First, I request to go to the bookstore or some pressing need to go to the bookstore goes up and I just can't resist. Then I get out of the car, enter the store and... the magic begins. When I go to the store, I first scan the bargain books outside the entrance. Then... I walk in the store, right to the YA section. I whip out of my phone for any books on my list (often books that I chose to put back previously) for good titles and then I just peruse.

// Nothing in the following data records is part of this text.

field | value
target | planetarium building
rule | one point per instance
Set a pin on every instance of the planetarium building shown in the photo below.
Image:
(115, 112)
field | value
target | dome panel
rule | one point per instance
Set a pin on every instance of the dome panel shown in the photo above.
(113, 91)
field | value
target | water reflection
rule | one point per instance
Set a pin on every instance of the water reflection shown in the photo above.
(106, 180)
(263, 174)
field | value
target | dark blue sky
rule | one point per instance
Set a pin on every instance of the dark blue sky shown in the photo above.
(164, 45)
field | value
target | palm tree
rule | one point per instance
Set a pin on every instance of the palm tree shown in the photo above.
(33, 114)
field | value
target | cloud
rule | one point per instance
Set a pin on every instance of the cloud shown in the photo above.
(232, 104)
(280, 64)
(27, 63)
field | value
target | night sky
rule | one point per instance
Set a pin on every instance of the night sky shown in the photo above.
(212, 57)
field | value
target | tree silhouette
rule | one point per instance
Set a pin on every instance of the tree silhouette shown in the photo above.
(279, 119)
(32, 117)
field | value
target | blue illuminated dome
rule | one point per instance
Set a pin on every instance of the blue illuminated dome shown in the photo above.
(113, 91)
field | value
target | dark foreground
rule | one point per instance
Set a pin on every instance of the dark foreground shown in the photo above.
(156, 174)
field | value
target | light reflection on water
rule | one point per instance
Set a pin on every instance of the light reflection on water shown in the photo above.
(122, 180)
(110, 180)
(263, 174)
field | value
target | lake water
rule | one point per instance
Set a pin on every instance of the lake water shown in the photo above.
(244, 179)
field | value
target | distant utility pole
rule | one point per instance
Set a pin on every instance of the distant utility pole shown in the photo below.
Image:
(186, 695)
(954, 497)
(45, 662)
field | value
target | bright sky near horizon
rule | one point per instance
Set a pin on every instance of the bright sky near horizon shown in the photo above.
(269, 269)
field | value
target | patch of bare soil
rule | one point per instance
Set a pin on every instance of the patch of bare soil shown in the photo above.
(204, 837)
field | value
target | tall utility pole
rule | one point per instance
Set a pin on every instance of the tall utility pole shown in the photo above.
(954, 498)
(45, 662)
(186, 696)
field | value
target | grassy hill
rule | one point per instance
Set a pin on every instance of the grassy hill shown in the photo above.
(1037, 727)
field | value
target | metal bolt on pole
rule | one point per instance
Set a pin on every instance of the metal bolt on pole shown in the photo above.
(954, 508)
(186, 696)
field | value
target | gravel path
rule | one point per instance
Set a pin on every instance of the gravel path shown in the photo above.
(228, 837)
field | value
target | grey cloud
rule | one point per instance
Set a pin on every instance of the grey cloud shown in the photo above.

The great fun about going to the bookstore is seeing all of the new titles splayed out and combing through all of the books that Barnes and Noble's has put out on a table or on the special shelves as a sort of promotion. Avoiding all the Books-About-Things-I-Am-Absolutely-Sick-of (the topics are: paranormal romance, urban fantasy, dystopian books, zombies, vampires, visible love triangles) and hardcovers in general, I can comb through the racks and look for books that attract me in some way. Even more fun than seeing what books Barnes and Nobles will promote is the activity of looking for the little unnoticed books stuck between the shelves and looking for the authors that I've never heard of.
And then there is the deciding that I mentioned above. I have mixed feelings about that because it is both an extraordinarily fun and painful process. Which one to choose when they all look so good? Usually I decide based on how good the book looks, how likely I would be to pick it up later/ how easy it would be to find again, whether or not it's in a series (if so, how long has it been since I read the previous book?), how many times I've already put it back and if I know and like the author or not. Sometimes, I even rely on the help of my mother and sister. Today was particularly challenging for me but I ultimately ended up going from eight books to five (all paperback and YA- which DOES make a tremendous difference from hardcover and adult books).
At the end of that deciding game, when my mother (and often my sister) are stuck waiting for me, I can walk over to them with the books that made the cut and a smile on my face. Oftentimes, my run to Barnes and Nobles ends with me drinking my drink of choice, a chocolate smoothie (or, sometimes, a vanilla steamer).
To me, one cannot put a price on the bookstore. The trip, the process of going there there will be forever carved into my soul and will forever be a part of me. Sure, giving me hand-me-down books, going to independent bookstores and library books would sate my book need but it would make me feel empty without a Barnes and Noble trip.
Barnes and Noble bookstore is my childhood, my lifeline, my soul. While I am often reminded why I should not get physical books and much less buy them, I don't care. In this Barnes and Noble bookstore lifestyle, I am forever set.
Yes, I love the bookstore. This is my final declaration.